En fin de compte, ce n’est qu’un exemple de plus de l’arrogance issue de la richesse et de l’ignorance des idéologues.
Soutien aux pauvres… en quelque sorte
Une bonne partie de la communication de la Commission européenne porte sur la manière de financer ceux qui ont subi les conséquences de mauvaises politiques alimentaires. Il est triste de constater que tant de fonctionnaires bruxellois considèrent les paiements de la PAC comme une politique et que tout échec de la réglementation peut être corrigé en injectant de l’argent pour remédier aux difficultés qu’ils ont causées. Un élément clé de la stratégie Farm2Fork de la Commission est de fournir des fonds pour soutenir les agriculteurs lorsque leurs rendements diminuent ou que leurs cultures échouent. Une politique agricole fondée sur l’« échec programmé » ne peut guère être louée (mais l’argent empêchera peut-être les agriculteurs de protester).
Il n’est donc pas surprenant que la communication « Préserver la sécurité alimentaire et renforcer la résilience des systèmes alimentaires » déclare fièrement combien d’argent la Commission européenne va fournir aux consommateurs, aux agriculteurs et aux pays en développement. Mais si Bruxelles avait mis en œuvre des politiques agricoles rationnelles et fondées sur la science au cours des trois dernières décennies, cet argent et ces souffrances auraient-ils été nécessaires ?

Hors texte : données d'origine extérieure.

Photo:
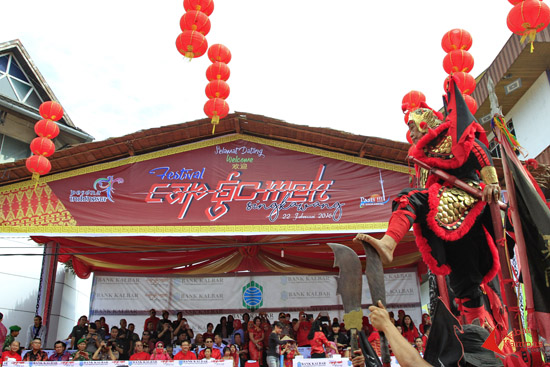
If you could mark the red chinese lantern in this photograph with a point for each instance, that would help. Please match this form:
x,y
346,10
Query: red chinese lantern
x,y
458,60
51,110
216,109
464,81
205,6
514,2
46,128
42,146
38,165
471,103
195,21
219,52
411,101
456,39
217,89
527,18
218,71
191,44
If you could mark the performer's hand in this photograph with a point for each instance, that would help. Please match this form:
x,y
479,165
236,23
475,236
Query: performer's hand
x,y
491,193
379,317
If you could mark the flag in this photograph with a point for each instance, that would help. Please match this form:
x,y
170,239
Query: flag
x,y
535,222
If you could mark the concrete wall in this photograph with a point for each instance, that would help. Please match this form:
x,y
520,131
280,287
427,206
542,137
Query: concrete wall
x,y
20,276
531,117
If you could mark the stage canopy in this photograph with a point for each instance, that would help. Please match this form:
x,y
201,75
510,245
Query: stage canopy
x,y
261,195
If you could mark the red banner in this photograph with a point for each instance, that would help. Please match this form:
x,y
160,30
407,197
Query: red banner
x,y
252,183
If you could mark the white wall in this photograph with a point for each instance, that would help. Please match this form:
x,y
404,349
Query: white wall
x,y
19,280
531,117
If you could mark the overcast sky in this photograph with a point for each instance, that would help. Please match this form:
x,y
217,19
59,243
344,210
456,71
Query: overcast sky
x,y
346,65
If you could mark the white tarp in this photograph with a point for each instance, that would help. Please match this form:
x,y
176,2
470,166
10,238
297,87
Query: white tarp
x,y
204,300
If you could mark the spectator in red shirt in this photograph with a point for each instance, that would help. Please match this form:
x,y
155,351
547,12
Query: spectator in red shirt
x,y
209,342
153,318
317,339
425,321
419,345
410,332
302,328
12,353
36,353
3,330
60,355
139,354
185,354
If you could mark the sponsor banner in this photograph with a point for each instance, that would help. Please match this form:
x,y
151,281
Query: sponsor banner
x,y
224,183
204,300
329,362
196,363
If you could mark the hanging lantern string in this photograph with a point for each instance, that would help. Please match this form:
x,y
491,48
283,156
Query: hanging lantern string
x,y
530,36
498,123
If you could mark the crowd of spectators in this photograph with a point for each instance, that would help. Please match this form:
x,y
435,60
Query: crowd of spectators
x,y
240,340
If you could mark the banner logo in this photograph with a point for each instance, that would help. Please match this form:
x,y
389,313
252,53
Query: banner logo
x,y
376,199
101,185
106,185
253,296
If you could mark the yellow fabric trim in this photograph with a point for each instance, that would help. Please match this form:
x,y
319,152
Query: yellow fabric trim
x,y
204,144
203,230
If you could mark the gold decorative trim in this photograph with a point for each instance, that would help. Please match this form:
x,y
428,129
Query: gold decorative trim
x,y
176,230
204,144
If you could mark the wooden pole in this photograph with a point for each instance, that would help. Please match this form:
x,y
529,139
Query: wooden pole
x,y
520,242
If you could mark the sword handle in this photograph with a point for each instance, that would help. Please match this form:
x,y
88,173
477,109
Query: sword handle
x,y
384,349
354,345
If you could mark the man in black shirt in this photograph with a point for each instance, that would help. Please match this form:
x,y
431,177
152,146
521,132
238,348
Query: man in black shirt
x,y
80,330
273,354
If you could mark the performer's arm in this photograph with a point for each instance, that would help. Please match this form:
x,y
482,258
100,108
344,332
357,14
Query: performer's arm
x,y
487,171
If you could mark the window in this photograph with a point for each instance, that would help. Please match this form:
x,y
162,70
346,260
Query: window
x,y
493,144
12,149
15,84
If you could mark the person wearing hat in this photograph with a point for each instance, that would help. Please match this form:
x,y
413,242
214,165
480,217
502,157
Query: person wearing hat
x,y
14,331
12,353
290,350
452,228
36,354
272,353
81,354
337,337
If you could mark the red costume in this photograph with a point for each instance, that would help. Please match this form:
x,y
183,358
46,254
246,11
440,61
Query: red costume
x,y
257,334
9,354
453,230
216,354
187,356
319,339
141,356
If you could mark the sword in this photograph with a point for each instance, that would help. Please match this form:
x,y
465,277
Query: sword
x,y
349,287
375,277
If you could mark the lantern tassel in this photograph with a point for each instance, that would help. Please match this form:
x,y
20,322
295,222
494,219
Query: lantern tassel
x,y
530,36
215,121
35,177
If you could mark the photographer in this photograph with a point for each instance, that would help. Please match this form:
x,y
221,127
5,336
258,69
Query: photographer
x,y
166,335
92,339
105,352
302,328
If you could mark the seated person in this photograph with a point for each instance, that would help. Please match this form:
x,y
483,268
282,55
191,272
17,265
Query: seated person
x,y
185,354
36,353
61,354
106,352
139,354
12,353
81,354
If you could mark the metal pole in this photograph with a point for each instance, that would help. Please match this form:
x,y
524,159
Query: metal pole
x,y
520,241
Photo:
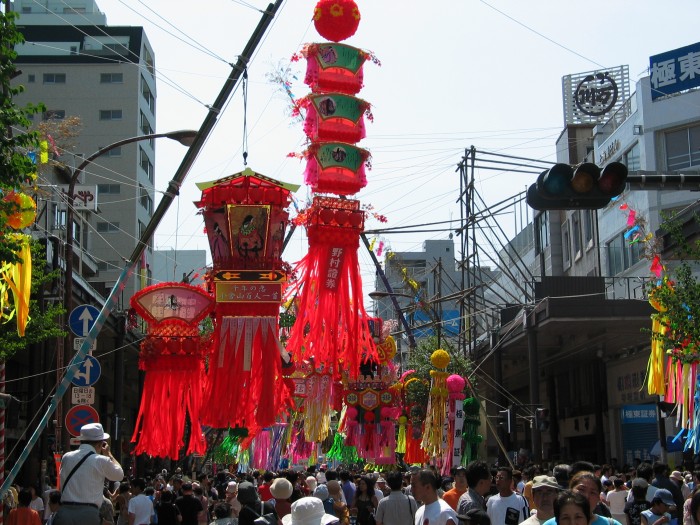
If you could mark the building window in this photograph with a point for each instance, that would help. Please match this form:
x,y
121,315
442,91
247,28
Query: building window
x,y
54,114
541,232
631,158
622,255
111,78
54,78
107,227
146,164
588,225
110,114
576,234
683,148
148,96
109,189
566,245
145,199
148,60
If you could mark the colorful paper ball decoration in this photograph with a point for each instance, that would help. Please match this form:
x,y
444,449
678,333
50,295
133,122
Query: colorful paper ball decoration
x,y
25,212
440,358
336,19
455,383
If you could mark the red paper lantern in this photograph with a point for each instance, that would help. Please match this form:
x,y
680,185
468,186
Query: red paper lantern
x,y
336,167
246,221
334,117
172,355
336,19
334,68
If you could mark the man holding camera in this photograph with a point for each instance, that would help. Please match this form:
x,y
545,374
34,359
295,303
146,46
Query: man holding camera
x,y
83,473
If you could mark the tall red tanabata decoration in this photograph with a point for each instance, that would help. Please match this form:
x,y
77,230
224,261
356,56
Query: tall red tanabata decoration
x,y
172,355
331,325
245,218
336,19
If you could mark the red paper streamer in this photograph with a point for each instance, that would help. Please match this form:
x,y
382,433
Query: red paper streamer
x,y
331,324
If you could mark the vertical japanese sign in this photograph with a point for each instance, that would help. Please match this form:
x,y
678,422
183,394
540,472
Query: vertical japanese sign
x,y
675,71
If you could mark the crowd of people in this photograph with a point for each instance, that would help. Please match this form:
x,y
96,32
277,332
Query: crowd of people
x,y
476,494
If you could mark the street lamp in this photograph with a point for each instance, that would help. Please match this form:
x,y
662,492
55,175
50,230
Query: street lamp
x,y
184,137
377,294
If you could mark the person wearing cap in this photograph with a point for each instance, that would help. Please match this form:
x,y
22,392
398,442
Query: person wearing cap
x,y
397,508
140,505
340,508
310,483
434,511
321,493
460,487
662,481
281,490
382,487
479,482
251,506
678,478
633,509
231,498
308,511
658,513
506,507
188,505
544,492
83,473
264,487
616,499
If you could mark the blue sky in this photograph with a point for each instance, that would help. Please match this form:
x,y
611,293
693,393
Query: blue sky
x,y
454,73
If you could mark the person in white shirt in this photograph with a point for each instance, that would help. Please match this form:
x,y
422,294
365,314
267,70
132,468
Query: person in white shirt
x,y
506,507
617,498
140,505
83,473
434,511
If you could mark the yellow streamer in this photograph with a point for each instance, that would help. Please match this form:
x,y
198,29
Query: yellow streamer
x,y
18,278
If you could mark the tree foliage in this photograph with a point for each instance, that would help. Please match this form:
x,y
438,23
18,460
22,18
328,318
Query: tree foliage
x,y
43,325
677,294
18,170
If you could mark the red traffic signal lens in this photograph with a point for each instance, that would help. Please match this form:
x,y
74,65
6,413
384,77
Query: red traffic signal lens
x,y
613,179
557,180
585,177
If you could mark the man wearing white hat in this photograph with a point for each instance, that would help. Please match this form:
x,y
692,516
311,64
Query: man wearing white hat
x,y
83,473
308,511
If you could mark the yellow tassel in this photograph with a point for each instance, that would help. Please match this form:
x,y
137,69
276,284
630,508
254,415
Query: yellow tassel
x,y
401,439
655,368
18,278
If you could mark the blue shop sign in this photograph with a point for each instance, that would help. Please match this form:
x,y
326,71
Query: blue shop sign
x,y
637,414
675,71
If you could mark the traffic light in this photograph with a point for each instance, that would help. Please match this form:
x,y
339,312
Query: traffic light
x,y
585,188
542,418
504,419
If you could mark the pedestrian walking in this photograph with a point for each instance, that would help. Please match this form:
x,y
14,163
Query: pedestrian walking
x,y
83,473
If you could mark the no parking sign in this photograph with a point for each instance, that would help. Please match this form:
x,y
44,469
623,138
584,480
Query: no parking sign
x,y
78,416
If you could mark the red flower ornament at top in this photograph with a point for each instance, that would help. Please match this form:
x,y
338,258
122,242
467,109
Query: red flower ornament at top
x,y
336,19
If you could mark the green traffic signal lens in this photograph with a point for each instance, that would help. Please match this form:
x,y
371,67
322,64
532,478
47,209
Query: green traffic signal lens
x,y
613,179
585,177
557,179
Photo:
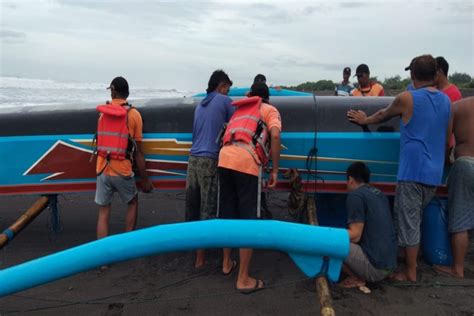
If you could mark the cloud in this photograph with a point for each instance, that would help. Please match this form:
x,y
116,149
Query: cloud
x,y
8,36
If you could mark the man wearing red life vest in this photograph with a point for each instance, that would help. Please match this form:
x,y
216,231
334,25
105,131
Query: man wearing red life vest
x,y
244,153
119,126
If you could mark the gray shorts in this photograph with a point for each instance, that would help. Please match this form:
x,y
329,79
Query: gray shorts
x,y
358,263
461,195
107,185
410,200
201,189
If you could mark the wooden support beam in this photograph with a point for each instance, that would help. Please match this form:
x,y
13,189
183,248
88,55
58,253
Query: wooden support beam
x,y
322,287
23,221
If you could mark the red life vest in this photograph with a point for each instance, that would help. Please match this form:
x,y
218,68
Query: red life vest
x,y
247,129
112,131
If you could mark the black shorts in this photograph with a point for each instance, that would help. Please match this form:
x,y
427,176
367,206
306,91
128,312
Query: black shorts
x,y
238,195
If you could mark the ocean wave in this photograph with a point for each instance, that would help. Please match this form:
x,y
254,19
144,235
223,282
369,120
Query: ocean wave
x,y
15,92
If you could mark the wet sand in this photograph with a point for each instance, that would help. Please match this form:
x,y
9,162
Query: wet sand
x,y
169,285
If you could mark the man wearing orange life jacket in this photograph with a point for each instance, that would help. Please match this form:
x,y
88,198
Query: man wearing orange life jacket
x,y
366,87
241,159
119,127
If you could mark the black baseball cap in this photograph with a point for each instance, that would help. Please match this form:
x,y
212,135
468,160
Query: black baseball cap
x,y
119,84
361,69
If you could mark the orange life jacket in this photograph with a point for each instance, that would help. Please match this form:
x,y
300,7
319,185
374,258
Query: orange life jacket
x,y
247,129
113,135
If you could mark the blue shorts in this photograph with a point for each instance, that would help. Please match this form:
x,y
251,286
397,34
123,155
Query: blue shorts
x,y
107,185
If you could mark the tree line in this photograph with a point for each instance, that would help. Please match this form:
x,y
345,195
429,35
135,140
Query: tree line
x,y
462,80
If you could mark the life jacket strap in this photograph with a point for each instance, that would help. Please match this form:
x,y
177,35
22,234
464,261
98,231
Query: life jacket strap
x,y
250,149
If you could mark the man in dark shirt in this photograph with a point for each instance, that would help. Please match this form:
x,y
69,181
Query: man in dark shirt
x,y
373,249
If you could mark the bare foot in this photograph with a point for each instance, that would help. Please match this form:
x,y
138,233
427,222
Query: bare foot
x,y
351,282
448,271
199,263
249,284
402,277
229,268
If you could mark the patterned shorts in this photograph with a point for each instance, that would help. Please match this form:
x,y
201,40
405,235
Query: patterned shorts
x,y
410,200
201,189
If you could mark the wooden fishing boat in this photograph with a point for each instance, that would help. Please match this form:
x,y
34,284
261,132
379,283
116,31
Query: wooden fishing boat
x,y
49,149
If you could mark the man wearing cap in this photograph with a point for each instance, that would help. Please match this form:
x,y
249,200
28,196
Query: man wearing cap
x,y
201,180
366,87
115,175
345,87
425,128
442,81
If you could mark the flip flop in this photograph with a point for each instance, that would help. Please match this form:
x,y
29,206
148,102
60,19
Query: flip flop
x,y
234,265
254,289
440,272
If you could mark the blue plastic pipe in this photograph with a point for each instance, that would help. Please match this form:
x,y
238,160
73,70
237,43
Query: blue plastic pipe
x,y
315,250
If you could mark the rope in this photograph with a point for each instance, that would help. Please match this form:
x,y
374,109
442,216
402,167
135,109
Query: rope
x,y
96,301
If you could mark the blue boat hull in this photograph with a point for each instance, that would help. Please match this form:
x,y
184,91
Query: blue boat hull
x,y
315,250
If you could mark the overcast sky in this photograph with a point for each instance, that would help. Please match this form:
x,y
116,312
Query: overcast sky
x,y
178,44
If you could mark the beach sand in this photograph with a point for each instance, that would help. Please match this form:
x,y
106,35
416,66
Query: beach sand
x,y
169,285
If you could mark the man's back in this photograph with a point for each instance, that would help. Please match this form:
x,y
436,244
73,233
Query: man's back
x,y
370,206
423,138
209,117
463,127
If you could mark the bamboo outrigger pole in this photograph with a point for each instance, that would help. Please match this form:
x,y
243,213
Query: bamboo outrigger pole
x,y
322,288
23,221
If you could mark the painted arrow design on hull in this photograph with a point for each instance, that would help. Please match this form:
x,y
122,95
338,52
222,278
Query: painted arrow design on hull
x,y
65,161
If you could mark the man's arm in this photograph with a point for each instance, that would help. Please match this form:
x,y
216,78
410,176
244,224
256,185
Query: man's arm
x,y
450,141
397,108
355,231
275,144
141,164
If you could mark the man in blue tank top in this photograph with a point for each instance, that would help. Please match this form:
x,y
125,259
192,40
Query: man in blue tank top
x,y
425,129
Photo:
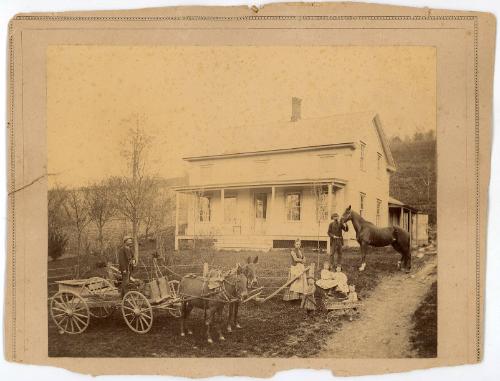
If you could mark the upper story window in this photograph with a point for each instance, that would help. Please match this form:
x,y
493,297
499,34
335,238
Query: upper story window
x,y
261,205
321,204
293,206
379,164
204,209
362,161
377,217
362,203
327,163
230,209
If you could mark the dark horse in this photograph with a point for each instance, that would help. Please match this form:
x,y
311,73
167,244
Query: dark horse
x,y
367,234
196,293
249,270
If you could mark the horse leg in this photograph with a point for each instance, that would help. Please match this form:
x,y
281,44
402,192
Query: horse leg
x,y
219,323
183,318
208,323
230,317
185,311
364,249
236,321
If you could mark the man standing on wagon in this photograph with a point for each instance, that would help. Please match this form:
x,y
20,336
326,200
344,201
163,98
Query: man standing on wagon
x,y
126,261
335,231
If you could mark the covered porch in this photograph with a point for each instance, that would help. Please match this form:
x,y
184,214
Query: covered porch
x,y
410,219
259,215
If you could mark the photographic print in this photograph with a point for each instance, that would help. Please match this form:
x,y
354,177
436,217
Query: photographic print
x,y
242,201
204,191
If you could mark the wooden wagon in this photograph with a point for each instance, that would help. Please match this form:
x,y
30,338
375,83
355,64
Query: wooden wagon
x,y
78,300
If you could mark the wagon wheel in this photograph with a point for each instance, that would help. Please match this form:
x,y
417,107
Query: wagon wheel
x,y
70,312
137,312
175,308
101,312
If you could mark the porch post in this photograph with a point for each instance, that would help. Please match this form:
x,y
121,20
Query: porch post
x,y
273,196
177,203
222,210
329,213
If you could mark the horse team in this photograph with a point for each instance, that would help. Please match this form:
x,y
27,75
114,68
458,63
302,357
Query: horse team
x,y
235,284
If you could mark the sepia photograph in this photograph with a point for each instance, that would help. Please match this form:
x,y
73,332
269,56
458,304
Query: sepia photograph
x,y
242,201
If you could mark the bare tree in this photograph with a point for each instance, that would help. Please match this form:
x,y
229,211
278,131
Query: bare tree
x,y
101,208
135,190
77,213
321,207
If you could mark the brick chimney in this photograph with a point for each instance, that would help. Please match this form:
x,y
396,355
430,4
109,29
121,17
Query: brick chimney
x,y
296,109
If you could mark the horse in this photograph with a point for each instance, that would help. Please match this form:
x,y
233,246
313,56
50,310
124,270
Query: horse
x,y
195,293
249,270
367,234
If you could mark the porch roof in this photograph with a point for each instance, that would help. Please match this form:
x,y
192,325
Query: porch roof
x,y
394,203
339,183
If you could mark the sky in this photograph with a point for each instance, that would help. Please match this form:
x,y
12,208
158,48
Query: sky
x,y
187,98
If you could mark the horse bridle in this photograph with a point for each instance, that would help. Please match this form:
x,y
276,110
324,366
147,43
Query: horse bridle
x,y
235,285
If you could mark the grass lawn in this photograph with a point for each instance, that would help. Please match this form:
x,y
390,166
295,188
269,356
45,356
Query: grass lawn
x,y
273,329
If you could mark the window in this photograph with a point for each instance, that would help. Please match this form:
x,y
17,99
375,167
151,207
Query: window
x,y
322,204
229,209
206,172
204,211
261,205
293,206
377,217
262,166
362,204
379,164
362,164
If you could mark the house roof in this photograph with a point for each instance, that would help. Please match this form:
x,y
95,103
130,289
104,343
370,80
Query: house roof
x,y
396,203
332,131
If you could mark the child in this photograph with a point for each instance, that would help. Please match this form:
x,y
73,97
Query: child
x,y
326,282
340,281
308,299
353,295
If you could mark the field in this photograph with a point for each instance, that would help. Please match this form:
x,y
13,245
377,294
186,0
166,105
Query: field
x,y
273,329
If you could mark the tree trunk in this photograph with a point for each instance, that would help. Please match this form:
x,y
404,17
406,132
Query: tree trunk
x,y
135,234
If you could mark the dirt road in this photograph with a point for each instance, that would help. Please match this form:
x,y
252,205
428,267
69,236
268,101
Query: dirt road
x,y
384,328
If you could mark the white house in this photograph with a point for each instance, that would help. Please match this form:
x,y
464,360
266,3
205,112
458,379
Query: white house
x,y
286,183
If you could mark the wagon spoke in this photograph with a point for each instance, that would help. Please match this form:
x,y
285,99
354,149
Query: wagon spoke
x,y
62,305
66,325
137,324
60,321
75,324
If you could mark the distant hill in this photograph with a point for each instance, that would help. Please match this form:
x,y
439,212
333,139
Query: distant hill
x,y
414,182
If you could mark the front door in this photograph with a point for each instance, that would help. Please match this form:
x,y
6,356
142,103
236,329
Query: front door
x,y
260,212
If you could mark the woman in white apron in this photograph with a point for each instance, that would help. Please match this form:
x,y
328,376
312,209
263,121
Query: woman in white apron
x,y
298,287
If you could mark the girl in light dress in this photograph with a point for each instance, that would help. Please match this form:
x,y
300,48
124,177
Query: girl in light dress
x,y
298,287
333,280
308,299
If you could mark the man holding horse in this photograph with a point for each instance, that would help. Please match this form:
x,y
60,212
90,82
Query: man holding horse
x,y
335,232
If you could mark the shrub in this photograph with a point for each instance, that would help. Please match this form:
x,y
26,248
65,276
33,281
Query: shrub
x,y
57,243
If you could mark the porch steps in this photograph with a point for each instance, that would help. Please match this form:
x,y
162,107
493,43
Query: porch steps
x,y
243,243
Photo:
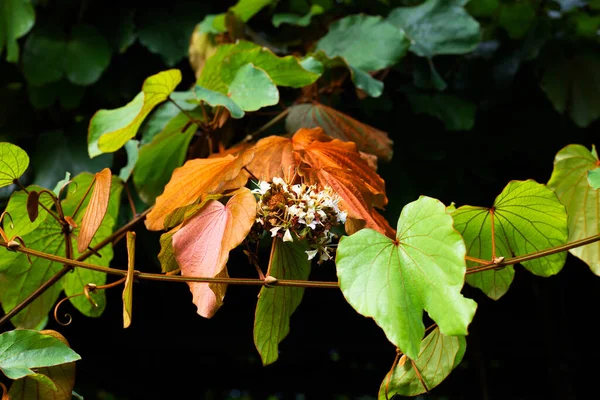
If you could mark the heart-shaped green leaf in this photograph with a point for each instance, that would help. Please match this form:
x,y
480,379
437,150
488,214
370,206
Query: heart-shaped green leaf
x,y
569,182
438,356
276,304
394,281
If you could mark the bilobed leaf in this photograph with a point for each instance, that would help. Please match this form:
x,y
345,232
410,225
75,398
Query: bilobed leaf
x,y
203,243
24,349
109,130
394,281
252,89
277,304
195,178
438,356
96,209
569,182
437,27
62,377
16,19
128,289
13,163
340,126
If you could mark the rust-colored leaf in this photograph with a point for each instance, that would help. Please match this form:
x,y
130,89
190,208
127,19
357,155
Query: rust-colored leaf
x,y
273,157
33,202
194,179
340,126
203,243
96,209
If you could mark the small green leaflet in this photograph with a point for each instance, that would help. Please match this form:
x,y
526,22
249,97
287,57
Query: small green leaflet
x,y
23,349
394,281
276,304
528,217
109,130
438,356
572,165
13,163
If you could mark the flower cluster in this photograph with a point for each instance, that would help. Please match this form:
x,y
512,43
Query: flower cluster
x,y
301,210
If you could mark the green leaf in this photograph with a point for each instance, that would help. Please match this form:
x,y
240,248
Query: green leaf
x,y
568,180
16,19
517,18
456,113
437,27
132,149
527,218
368,43
215,99
252,89
49,55
572,85
438,356
161,156
277,304
21,350
393,281
110,129
13,163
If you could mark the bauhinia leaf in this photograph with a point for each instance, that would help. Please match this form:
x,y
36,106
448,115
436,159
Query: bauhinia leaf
x,y
438,356
527,217
96,209
340,126
203,243
24,349
195,178
276,304
61,375
394,281
569,182
109,130
13,163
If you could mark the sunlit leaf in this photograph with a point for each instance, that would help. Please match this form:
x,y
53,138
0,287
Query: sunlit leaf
x,y
437,27
13,163
109,130
96,209
195,178
277,304
438,356
62,377
340,126
23,349
569,182
16,19
394,281
203,243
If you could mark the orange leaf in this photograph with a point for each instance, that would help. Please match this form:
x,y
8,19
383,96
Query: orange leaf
x,y
273,157
340,126
195,178
96,209
203,243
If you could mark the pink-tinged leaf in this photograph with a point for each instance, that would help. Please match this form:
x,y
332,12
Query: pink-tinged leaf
x,y
96,209
203,243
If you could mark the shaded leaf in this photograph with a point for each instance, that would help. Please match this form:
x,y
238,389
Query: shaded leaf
x,y
96,209
438,356
23,349
277,304
109,130
195,178
13,163
203,243
340,126
394,281
568,181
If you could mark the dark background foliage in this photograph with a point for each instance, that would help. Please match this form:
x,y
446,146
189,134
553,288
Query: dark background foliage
x,y
537,341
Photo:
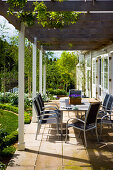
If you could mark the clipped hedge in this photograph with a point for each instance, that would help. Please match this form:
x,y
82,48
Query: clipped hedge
x,y
9,108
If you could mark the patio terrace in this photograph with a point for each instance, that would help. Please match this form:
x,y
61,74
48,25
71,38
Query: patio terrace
x,y
49,152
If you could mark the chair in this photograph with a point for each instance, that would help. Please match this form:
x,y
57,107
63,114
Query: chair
x,y
106,118
44,118
49,104
104,106
88,124
51,110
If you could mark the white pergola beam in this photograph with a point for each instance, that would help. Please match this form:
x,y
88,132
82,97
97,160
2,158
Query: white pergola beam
x,y
34,78
21,143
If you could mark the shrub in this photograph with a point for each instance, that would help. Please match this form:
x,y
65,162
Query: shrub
x,y
14,99
27,118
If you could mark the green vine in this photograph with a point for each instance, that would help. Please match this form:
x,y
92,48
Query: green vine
x,y
49,19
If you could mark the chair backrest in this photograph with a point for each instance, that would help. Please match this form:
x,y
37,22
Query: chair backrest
x,y
92,112
106,100
40,102
110,103
36,106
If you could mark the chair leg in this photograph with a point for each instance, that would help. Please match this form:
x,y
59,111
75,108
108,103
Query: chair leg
x,y
66,133
85,138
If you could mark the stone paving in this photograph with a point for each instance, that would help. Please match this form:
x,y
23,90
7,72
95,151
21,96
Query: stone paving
x,y
49,152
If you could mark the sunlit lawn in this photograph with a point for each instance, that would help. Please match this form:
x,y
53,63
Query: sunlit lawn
x,y
8,121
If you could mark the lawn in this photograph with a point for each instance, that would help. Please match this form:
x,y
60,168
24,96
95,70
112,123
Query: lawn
x,y
8,121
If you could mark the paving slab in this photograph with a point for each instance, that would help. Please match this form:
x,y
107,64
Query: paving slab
x,y
49,152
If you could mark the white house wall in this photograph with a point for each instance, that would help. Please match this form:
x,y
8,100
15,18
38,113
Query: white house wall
x,y
106,52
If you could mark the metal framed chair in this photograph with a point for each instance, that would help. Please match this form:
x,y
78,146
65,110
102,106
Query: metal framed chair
x,y
104,106
47,108
44,118
88,124
108,113
54,105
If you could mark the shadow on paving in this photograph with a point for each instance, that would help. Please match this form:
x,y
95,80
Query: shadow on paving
x,y
100,153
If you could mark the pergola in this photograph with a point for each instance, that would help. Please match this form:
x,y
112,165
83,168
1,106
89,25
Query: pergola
x,y
93,30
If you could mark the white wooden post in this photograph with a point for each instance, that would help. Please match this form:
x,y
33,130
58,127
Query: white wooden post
x,y
111,72
34,79
21,143
40,71
44,79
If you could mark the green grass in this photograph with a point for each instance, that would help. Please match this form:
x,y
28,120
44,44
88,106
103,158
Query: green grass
x,y
8,121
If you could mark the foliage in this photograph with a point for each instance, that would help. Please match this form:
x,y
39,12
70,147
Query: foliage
x,y
14,99
54,19
27,118
9,108
6,141
46,18
16,3
8,121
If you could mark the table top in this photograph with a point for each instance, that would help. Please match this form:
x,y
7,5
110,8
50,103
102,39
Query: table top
x,y
85,102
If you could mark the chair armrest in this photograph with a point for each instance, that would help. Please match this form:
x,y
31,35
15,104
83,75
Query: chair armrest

Aide aux consommateurs à faibles revenus
Les Européens à faible revenu souffriront certainement de l’inflation et de la pénurie de denrées alimentaires, comme ils souffrent déjà des coûts élevés de l’énergie et des défis de l’emploi post-pandémie. La communication ne définit pas ce qu’est une personne à faible revenu, sauf pour dire qu’elle est vulnérable. Je soupçonne Bruxelles de penser qu’il s’agit d’une très petite population (puisqu’elle les a regroupés avec les réfugiés ukrainiens, soit moins de 1 %). Je ne suis donc pas certain qu’elle ait budgétisé une aide alimentaire pour un quart de la population de l’UE.
Il est encourageant de constater que la Commission européenne a reconnu que les prix élevés des denrées alimentaires entraînent une diminution de la consommation de fruits et légumes et une baisse du niveau de santé général (notamment une baisse du niveau d’immunité et une augmentation des risques d’obésité, de maladies cardiaques et de cancer).
Alors pourquoi, avec sa stratégie Farm2Fork, Frans Timmermans adopte-t-il des politiques qui vont sciemment augmenter les prix des denrées alimentaires et réduire les niveaux de nutrition et de santé en Europe ? Pire encore, étant donné qu’une demande accrue d’aliments biologiques dans l’UE mettra davantage de pression sur les pays en développement afin qu’ils produisent pour ce marché riche en croissance, Bruxelles exporte sa politique alimentaire axée sur la malnutrition.
Aide aux agriculteurs
Outre la perturbation de l’approvisionnement alimentaire mondial due à l’invasion de l’Ukraine par la Russie, l’UE était déjà confrontée à une grave crise agricole avec la hausse des coûts de l’énergie, l’inflation des engrais et la perte de l’accès aux meilleures technologies agricoles disponibles en raison des entraves réglementaires. Alors que la communication vante à plusieurs reprises le fait qu’elle est un exportateur net de blé, l’UE n’exporte pas grand-chose d’autre et, comme Bruxelles a appliqué avec diligence le principe de précaution à tous les outils de protection des cultures, les Européens sont de plus en plus dépendants des autres pour mettre de la nourriture sur leur table. À la suite de la désastreuse interdiction des néonicotinoïdes, de nombreux pays européens importent désormais du colza (en grande partie d’Ukraine). Des décennies de restrictions sur les OGM et autres innovations en matière d’amélioration des plantes ont rendu les éleveurs de l’UE dépendants des importations de maïs (GM).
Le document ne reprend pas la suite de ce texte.